Lorsque la paix fut signée, le prince Gortchakof ne nous ménagea ni les complimens sur notre habileté diplomatique, ni ses félicitations pour nos succès militaires. Il trouvait que la politique de l’empereur Napoléon avait été d’une profonde et d’une admirable sagesse. Il éprouva aussi le besoin, car il parlait volontiers, de stimuler notre reconnaissance, en remémorant, sous la forme d’une profession de foi, tous les services qu’il nous avait rendus, et en s’appliquant à atténuer de son mieux ses passagères défaillances.

« Depuis que l’empereur m’a confié le ministère des affaires étrangères, disait-il, la politique russe repose sur l’alliance de la France ; la Russie veut, en toutes circonstances, se montrer d’accord avec elle : cet accord sera facile dans les grandes choses, parce qu’entre les deux pays les grands intérêts sont les mêmes. Vous trouverez des amis plus souples que nous, vous n’en trouverez pas de plus sûrs. Nous venons de vous le prouver ; le service que nous vous avons rendu a été de contenir et d’arrêter l’Allemagne. Peut-être a-t-on trouvé à Paris que la Russie n’a pas fait assez, mais que pouvait-elle faire de plus ? Rappelez-vous qu’elle n’avait aucun intérêt dans la guerre, et que vous ne lui assuriez aucune compensation pour son concours. Cependant, si la guerre s’était étendue, nous aurions probablement été plus loin ; une intervention plus vive de notre part, avant cela, aurait pu amener une conflagration générale. On reprochera peut-être à la Russie de ne pas avoir mis ses forces en mouvement ; mais il ne faut pas oublier les espaces immenses qu’elle avait à parcourir. L’empereur Alexandre, d’ailleurs, ne vous a jamais laisse ignorer qu’il lui fallait trois mois pour mettre ses corps d’armée sur le pied de guerre et leur faire prendre position. Mais, dira-t-on, il aurait pu s’y préparer plus tôt ; dès le 1er janvier, la guerre paraissait certaine, imminente, et les deux empereurs, à Stuttgart, n’avaient pas attendu ce moment pour se parler avec confiance.
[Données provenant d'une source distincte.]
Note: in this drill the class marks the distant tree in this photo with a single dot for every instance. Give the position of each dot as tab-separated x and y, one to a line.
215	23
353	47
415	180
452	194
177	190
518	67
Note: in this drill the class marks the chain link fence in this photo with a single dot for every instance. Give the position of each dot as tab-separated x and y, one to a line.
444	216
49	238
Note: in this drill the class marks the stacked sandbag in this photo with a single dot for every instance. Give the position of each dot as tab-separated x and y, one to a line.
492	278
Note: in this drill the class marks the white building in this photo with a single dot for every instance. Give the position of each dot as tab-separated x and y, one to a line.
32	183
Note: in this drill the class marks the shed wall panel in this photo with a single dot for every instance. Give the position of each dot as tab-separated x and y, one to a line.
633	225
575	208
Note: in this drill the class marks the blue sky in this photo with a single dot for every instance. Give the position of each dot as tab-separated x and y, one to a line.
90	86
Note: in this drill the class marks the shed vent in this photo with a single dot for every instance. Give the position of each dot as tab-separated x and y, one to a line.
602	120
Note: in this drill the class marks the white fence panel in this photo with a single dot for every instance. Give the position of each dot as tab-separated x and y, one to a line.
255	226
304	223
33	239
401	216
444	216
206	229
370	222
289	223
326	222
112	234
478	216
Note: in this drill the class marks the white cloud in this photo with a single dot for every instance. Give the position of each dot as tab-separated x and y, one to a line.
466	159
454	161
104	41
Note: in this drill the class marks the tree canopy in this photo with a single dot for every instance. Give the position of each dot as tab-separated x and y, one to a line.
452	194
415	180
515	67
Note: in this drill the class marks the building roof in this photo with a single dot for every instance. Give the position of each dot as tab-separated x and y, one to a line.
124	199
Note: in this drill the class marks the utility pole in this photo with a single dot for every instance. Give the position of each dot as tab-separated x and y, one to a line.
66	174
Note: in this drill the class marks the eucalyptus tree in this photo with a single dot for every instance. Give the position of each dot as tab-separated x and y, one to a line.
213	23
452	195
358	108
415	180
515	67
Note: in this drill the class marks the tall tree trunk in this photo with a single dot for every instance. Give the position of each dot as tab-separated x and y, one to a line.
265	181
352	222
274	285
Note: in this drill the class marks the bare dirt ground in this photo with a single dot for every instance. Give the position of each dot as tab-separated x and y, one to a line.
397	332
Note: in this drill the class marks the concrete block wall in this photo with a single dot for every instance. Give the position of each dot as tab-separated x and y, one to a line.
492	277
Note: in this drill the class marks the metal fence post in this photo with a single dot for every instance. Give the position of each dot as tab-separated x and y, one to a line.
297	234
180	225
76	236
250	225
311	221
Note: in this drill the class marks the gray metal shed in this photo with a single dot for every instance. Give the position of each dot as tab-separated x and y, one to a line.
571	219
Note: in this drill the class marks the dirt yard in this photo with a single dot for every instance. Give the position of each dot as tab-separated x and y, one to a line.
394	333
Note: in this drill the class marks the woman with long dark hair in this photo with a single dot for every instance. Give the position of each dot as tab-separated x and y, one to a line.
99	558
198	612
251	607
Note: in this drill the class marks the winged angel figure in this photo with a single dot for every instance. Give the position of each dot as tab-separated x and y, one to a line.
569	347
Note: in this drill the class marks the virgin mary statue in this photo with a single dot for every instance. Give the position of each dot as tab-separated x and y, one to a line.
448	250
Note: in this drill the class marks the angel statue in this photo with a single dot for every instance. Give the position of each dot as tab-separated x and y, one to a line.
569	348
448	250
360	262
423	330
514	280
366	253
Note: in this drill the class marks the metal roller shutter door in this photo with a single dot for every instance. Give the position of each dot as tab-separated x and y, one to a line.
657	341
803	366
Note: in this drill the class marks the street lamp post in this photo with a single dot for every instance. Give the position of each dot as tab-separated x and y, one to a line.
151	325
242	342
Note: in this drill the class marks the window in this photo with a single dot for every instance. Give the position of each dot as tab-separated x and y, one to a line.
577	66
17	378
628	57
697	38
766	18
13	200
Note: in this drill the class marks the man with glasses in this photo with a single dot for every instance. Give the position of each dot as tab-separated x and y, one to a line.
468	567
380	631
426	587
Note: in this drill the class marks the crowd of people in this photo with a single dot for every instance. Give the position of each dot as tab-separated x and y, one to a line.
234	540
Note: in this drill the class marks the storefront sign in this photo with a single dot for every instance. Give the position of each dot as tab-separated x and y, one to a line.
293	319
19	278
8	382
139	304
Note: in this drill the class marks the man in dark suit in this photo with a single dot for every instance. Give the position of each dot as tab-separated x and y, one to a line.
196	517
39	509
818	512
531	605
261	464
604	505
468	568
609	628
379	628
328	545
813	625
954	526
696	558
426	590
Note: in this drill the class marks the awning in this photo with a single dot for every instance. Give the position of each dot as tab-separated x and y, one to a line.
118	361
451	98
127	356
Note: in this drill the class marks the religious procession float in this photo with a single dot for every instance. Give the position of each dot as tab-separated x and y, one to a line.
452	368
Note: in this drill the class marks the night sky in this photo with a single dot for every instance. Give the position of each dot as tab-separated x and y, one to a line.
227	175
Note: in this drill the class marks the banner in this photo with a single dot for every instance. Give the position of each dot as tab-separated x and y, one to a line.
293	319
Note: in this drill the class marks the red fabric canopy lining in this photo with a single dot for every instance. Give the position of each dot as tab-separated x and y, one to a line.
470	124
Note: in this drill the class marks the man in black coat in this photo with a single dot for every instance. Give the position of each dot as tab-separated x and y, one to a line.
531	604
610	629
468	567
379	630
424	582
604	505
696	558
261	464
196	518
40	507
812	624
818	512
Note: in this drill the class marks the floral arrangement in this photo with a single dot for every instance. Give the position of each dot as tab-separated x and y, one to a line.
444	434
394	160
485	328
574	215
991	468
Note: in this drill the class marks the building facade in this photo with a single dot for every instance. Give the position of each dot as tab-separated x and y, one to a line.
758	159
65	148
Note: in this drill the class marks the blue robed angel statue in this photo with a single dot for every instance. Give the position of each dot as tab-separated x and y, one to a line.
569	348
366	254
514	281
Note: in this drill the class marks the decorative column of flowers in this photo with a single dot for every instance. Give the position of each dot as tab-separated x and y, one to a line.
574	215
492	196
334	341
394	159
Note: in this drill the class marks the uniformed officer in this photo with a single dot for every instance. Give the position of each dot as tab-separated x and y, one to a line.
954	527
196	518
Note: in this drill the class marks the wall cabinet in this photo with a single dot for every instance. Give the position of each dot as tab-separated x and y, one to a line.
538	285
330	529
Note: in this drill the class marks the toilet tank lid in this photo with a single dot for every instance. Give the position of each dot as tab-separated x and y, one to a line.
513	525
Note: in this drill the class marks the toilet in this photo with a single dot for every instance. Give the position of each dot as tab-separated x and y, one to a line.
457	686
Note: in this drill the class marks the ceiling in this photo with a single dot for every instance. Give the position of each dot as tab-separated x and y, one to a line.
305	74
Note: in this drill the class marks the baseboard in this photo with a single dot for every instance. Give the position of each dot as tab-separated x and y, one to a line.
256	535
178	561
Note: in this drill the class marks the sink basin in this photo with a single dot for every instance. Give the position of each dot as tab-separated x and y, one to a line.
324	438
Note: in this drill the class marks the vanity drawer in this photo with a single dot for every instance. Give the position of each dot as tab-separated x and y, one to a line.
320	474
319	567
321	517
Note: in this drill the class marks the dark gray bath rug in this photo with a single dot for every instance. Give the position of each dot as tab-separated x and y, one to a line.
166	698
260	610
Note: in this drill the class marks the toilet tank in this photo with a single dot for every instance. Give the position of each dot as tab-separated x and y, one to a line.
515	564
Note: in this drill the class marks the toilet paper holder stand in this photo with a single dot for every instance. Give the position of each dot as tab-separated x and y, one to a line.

A cela je répondrai que la Russie, depuis le moment où elle a proposé un congrès, a dû croire que la paix serait maintenue, d’autant plus que l’empereur Napoléon semblait la désirer et y croyait[1].

  1. L’empereur, en effet, au mois de février 1859, voulut revenir sur ses pas et fit demander secrètement au cabinet de Pétersbourg de proposer, en vue du maintien de la paix, le désarmement des volontaires italiens. J’ai raconté dans mon second volume, la France et sa politique extérieure en 1867, le dramatique entretien que le comte de Cavour eut i ce sujet avec le prince de La Tour d’Auvergne.